Interestingly, neither Heaps or Montana lived up to our, or their, expectations of greatness, and both transferred from BYU and UW respectively. Last season, Montana played for Tulane, his third college, and lost his starting job as the season wore on.
The moral here to all us hardcore Husky fans is that these recruiting rankings of high school kids does not guarantee greatness or success in big time college football.
A 4-Star ranking doesn't measure or predict a kid's heart, his maturity, his humility, his burn-out factor, his intelligence, his avoiding an injury, his family situation, his ability to be coached, his coach's ability to coach, and the kid's ability to adapt not only to college life itself, but to life as a high profile student athlete in a big time college football program.
A 4-Star recruiting ranking doesn't guarantee collegiate success; Jake Heaps and Nick Montana aren't the only "can't miss" guys to prove that. The recent Cyler Miles saga at UW is another example of how it can go.
It's also worth noting here that both Russell Wilson and Richard Sherman of the Seattle Seahawks were not highly ranked recruits coming out of high school. However, Wilson was successful first at NC State, and then he transferred to Wisconsin after the new coach at NC State foolishly suggested that Wilson, who had already graduated, move on. Wilson then led the Badgers to the Rose Bowl. Sherman was a starter at Stanford and earned his degree.
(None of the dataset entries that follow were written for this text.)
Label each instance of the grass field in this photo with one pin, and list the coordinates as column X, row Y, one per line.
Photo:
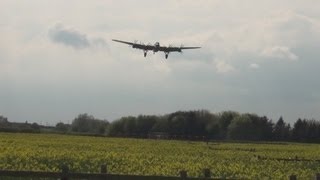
column 47, row 152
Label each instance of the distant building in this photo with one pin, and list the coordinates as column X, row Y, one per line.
column 158, row 135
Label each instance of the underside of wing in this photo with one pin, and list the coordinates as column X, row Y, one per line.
column 177, row 49
column 135, row 45
column 190, row 47
column 124, row 42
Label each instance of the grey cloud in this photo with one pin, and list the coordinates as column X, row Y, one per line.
column 280, row 52
column 68, row 37
column 73, row 38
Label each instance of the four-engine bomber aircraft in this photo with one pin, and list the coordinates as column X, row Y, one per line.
column 155, row 48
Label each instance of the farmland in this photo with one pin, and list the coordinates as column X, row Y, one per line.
column 47, row 152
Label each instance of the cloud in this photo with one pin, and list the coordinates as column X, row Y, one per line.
column 254, row 66
column 279, row 52
column 73, row 38
column 223, row 67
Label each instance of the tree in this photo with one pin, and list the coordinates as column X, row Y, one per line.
column 62, row 127
column 225, row 119
column 299, row 130
column 85, row 123
column 281, row 130
column 241, row 128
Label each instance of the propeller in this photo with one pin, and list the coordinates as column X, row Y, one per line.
column 181, row 46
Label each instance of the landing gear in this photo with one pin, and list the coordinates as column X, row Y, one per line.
column 166, row 55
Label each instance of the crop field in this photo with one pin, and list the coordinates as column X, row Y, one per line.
column 47, row 152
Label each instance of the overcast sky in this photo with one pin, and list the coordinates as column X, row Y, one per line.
column 57, row 59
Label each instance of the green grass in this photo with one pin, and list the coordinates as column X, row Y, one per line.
column 47, row 152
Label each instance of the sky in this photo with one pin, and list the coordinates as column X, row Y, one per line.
column 57, row 59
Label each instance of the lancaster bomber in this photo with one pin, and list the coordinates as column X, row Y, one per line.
column 155, row 48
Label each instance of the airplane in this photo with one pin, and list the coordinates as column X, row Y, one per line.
column 155, row 48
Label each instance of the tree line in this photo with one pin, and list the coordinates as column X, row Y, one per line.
column 202, row 124
column 194, row 125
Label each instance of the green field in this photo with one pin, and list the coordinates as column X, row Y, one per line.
column 47, row 152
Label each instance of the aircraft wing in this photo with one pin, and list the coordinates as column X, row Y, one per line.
column 136, row 45
column 172, row 49
column 125, row 42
Both then became Super Bowl Champs, and seem to be successful in life despite both being ranked 2-Star recruits out of high school.
As a Washington fan and alum, I'm buoyed by Husky Head Coach Chris Petersen's recruiting philosophy. CP is signing kids who not only are good, and most are ranked as 3 and 4-star recruits, but they, and their parents, are told straight out that life as a Husky Football player is going to be a hard year-round grind, both on the field and in the classroom, for four or five years. Petersen is telling recruits that their experience as a UW Husky is not just about game day glory and the cheering crowds, but it is also part of a larger life experience preparation that, hopefully, will last long after they've left the game.
I think that Coach Pete is bringing the right message. Petersen is stressing and teaching to his Husky team the reality of hard work in class and earning your place on the football field, rather than buying into shallow media hype and a message that they're already stars who've earned their accolades.
I think that all of us Husky fans need to understand that the hype coming out of recruiting websites about a high school kid does not guarantee anything. It obviously helps UW's chances to win the Pac-12 Championship if there are good athletes wearing Purple and Gold, but it also helps if they've got their heads screwed on right, and are getting coached the right way too.